Analog Rebellion – “This Is My Fault (Do It to Me)” (Electronic/Indie)
It came as quite a shock to hear Daniel Hunter write something that sounds more like a Sunday-morning Wise Blood than his old electropop. He once cussed me out on AbsolutePunk.net, and I’ve never quite forgiven him for it — but I’m a step nearer thanks to these fuzzy vocals and interesting percussive track. When the track hits full stride in the last few seconds, it’s like an electronic orgasm. …though I wouldn’t know.
It’d be pretty hard not to mention pop-rock pianist Vanessa Carlton without referring to her breakout hit, 2002′s “A Thousand Miles,” a song that is already a classic — albeit an oft-mocked one. Carlton’s newest song doesn’t utilize a ridiculously-catchy piano hook, preferring to pound down some chords over introspective lyrics. It’s a good listen, but like most of the pianist’s work since 2002, it doesn’t stand out in a kill-or-be-killed scene.
Against Me! – “Russian Spies” (Punk)
The newest A-side from the 14-year-old Florida punk group celebrates the end of the Cold War…a little late, but hey — fuck you, McCarthy. That’s all the punks are trying to say.
It’s called “post-punk,” but perhaps it should be called “loud shoegaze” — the new track from these Sub Pop boys bonds over distorted guitars, faded vocals, and almost indiscernible lyrics muttered in the background. But somehow it comes across as trippy and exciting throughout its 6-plus minutes.
The Rapture – “How Deep Is Your Love?” (Electrorock)
The newest track from NYC dance-rock group The Rapture comes via Vimeo video of the vinyl record being played under a disco ball. It may not be the most hi-fi way to release a new track, but it makes for an interesting listen. Oh, and did I mention that the track is catchy as hell?
The montage of sounds that opens YACHT’s upcoming album gets faster and furiouser for 45 seconds, and then delves into the band’s idea of Eden — an unstoppable electronic garden of sounds. “We all know when we wake up that this is all we get,” they say, and though it may not pack the same punch as former GOLD-rated “I Walked Alone” (it’s also going to be this week’s “Song Of The Week“…oops, gave that away…), the song may get stuck in your skull.

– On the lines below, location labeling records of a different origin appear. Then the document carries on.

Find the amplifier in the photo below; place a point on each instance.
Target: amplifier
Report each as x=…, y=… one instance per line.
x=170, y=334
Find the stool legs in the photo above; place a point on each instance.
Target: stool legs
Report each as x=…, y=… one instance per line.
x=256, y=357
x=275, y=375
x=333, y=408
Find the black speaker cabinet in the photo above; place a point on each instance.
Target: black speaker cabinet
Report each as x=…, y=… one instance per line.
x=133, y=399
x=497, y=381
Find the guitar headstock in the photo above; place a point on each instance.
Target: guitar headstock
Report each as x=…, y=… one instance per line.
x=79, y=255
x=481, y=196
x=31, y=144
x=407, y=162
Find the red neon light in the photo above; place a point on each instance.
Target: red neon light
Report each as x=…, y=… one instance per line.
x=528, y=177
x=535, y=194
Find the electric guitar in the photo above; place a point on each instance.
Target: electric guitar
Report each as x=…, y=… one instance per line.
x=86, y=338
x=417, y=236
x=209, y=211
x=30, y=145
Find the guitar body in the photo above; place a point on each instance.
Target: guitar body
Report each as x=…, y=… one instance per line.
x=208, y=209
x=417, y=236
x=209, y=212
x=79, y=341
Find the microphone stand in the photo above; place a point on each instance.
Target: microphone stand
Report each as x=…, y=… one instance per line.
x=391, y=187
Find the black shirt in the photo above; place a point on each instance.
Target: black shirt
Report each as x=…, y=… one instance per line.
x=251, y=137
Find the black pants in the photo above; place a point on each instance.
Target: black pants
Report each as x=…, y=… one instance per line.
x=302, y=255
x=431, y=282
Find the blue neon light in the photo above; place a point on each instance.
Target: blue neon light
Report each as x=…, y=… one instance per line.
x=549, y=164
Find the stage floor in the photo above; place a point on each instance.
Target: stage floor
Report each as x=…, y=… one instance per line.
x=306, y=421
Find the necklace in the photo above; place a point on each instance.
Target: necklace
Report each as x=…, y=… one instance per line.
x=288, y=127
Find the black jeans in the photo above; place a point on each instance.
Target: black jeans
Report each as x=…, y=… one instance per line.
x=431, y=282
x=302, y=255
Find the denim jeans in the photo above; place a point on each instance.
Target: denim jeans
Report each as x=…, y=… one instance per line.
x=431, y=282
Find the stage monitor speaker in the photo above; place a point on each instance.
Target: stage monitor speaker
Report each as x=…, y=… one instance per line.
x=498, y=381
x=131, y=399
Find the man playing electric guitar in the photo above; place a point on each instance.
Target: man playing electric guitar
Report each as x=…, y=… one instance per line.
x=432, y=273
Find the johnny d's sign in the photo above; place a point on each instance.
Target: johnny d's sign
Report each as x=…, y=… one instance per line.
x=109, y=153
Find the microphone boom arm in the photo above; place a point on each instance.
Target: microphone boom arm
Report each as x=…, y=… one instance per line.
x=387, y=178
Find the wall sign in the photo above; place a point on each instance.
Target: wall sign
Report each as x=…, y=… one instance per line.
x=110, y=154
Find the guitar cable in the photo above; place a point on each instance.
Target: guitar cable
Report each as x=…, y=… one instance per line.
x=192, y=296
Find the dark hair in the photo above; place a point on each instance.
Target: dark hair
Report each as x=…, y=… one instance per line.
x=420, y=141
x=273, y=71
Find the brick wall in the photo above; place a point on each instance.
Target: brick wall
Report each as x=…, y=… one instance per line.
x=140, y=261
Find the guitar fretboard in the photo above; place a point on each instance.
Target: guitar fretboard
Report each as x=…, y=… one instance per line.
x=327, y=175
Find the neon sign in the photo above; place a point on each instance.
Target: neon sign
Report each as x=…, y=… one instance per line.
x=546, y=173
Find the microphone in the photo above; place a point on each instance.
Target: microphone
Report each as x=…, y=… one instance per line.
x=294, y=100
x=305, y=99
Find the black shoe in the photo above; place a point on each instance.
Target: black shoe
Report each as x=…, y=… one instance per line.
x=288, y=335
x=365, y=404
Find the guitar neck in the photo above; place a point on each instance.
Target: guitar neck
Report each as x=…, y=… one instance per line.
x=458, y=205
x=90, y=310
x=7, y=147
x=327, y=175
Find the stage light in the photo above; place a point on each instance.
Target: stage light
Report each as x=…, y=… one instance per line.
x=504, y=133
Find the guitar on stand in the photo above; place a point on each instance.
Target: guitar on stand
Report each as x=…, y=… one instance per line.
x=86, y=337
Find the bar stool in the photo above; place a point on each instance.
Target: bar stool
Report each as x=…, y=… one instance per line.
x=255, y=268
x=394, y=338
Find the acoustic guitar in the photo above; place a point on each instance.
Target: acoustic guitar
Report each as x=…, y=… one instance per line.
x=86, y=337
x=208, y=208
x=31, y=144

Never the most subtle of the wave of chill that has swept over the indie scene since last spring, Ernest Greene is completely at ease in his watery beats on “Echoes.” By the title, you might except a call-and-response melody, but…that isn’t very chillwave. Like most Washed Out tracks, it seems to end right as it’s hitting its stride; also like most Washed Out tracks, it’s extremely pleasant but never captivating.
The Pavement singer knows “what the senator wants — what the senator wants is a blowjob” on the first single from his upcoming August 23 release. It’s about what you’d expect from the verbose frontman on a solo project, but it congeals into something loveable.
One of the leaders of the new genre “witch house,” a Halloweeny take on the popular dance-music beats, Balam Acab’s debut album, Wander / Wonder, comes out August 30. This taste, however, sounds like a downbeat Battles until the electronica comes in around 2.5 minutes. Haunting vocals and scratchy vinyl feedback make for a chilling listen — about 4 months too early.